L’arrêt de la 1ère chambre civile de la Cour de cassation du 4 novembre 2010 (voir notre précédant commentaire ci-joint) n’a pas fini de faire couler de l’encre ! En revenant sur le principe d’exclusion de la responsabilité civile du fait des choses dans le domaine du sport, la Haute juridiction menaçait de remettre en question la spécificité du sport, au point que la doctrine a pu parler de « révolution culturelle ». Une proposition de loi déposée en janvier dernier vient d’être adoptée selon la procédure d’urgence pour contenir les effets de cette décision redoutable pour le mouvement sportif. A l’examen, le nouvel article L. 321-3-1, inséré dans le code du sport par l’article 1 de la loi du 12 mars 2012, paraît avoir été écrit pour les besoins de la fédération des sports automobiles ce qui en limite singulièrement la portée.
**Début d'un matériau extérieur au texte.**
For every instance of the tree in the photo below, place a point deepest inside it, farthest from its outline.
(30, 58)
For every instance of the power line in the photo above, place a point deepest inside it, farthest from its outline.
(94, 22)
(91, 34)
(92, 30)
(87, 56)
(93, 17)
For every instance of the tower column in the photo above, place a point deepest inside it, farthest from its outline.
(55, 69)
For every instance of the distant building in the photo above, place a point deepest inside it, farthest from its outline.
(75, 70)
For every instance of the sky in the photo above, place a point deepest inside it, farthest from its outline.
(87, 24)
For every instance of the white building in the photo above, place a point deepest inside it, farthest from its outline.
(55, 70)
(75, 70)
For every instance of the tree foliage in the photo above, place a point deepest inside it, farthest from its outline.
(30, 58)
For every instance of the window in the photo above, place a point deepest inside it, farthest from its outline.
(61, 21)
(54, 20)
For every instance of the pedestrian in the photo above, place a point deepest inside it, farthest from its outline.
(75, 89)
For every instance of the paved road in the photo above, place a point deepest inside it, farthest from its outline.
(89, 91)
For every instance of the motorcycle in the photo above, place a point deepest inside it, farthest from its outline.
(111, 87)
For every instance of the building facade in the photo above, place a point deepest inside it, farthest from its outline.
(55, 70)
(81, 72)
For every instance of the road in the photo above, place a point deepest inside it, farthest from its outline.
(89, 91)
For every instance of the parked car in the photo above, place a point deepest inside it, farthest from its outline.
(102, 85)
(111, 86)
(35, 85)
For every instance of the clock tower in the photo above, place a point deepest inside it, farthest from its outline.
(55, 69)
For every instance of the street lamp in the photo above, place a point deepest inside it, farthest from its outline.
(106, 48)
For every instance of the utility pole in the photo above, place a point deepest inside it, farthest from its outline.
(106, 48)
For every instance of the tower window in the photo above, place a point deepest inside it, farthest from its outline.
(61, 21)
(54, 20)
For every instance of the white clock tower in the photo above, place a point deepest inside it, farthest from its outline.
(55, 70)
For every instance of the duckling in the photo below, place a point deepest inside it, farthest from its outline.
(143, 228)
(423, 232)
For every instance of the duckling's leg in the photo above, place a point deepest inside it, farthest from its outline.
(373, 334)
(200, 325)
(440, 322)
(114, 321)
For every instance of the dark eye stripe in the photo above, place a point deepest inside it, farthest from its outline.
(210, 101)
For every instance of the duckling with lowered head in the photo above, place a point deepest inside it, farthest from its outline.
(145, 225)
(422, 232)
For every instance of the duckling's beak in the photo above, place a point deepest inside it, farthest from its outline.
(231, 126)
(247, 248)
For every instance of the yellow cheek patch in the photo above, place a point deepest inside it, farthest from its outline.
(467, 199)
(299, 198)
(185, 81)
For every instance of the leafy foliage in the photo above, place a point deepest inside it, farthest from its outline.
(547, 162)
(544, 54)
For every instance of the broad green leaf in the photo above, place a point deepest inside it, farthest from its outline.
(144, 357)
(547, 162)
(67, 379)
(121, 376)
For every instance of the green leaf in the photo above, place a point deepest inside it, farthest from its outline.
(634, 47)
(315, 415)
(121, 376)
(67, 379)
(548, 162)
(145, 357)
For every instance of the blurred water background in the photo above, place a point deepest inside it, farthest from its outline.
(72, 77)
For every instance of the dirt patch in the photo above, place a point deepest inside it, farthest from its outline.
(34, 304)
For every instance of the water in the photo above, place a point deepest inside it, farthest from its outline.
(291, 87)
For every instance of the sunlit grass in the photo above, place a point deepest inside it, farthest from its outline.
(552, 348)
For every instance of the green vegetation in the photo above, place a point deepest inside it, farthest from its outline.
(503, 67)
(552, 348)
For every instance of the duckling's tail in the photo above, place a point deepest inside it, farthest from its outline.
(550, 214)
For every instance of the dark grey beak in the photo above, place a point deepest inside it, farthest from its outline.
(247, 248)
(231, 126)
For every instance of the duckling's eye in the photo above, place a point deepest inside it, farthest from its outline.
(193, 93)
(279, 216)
1-Malgré les coups de boutoir de la doctrine qui souhaitait sa disparition [1], la théorie de l’acceptation des risques et son corollaire, la spécificité des règles de la responsabilité civile entre sportifs, avaient tenu bon. Cette spécificité se manifestait de deux manières. D’une part, la responsabilité du fait des choses était exclue entre compétiteurs. D’autre part, le seuil de la faute était relevé. La responsabilité d’un sportif ne pouvait être engagée que pour une faute qualifiée. L’arrêt du 4 novembre 2010 [2] sonne le glas de la prohibition de l’article 1384 alinéa 1 en décidant dans un attendu de principe que « la victime d’un dommage causé par une chose peut invoquer la responsabilité résultant de l’article 1384, alinéa 1er du code civil, à l’encontre du gardien de la chose, instrument du dommage, sans que puisse lui être opposée son acceptation des risques ».

2-Sans doute, y avait-il des signes avant coureurs de ce revirement. Au fil du temps, le périmètre de refoulement de l’article 1384 alinéa 1 s’était rétréci. Les arrêts du 28 mars et du 4 juillet 2002 avaient admis, coup sur coup, que ce texte puisse s’appliquer à un jeu improvisé par des mineurs [3] et à une activité pédagogique organisée sous l’autorité et la surveillance d’un moniteur [4]. La compétition demeurait le dernier bastion de l’acceptation des risques. L’arrêt du 4 novembre 2010 lui porte un coup sévère. Les compétiteurs peuvent, désormais, invoquer entre eux la responsabilité du fait des choses.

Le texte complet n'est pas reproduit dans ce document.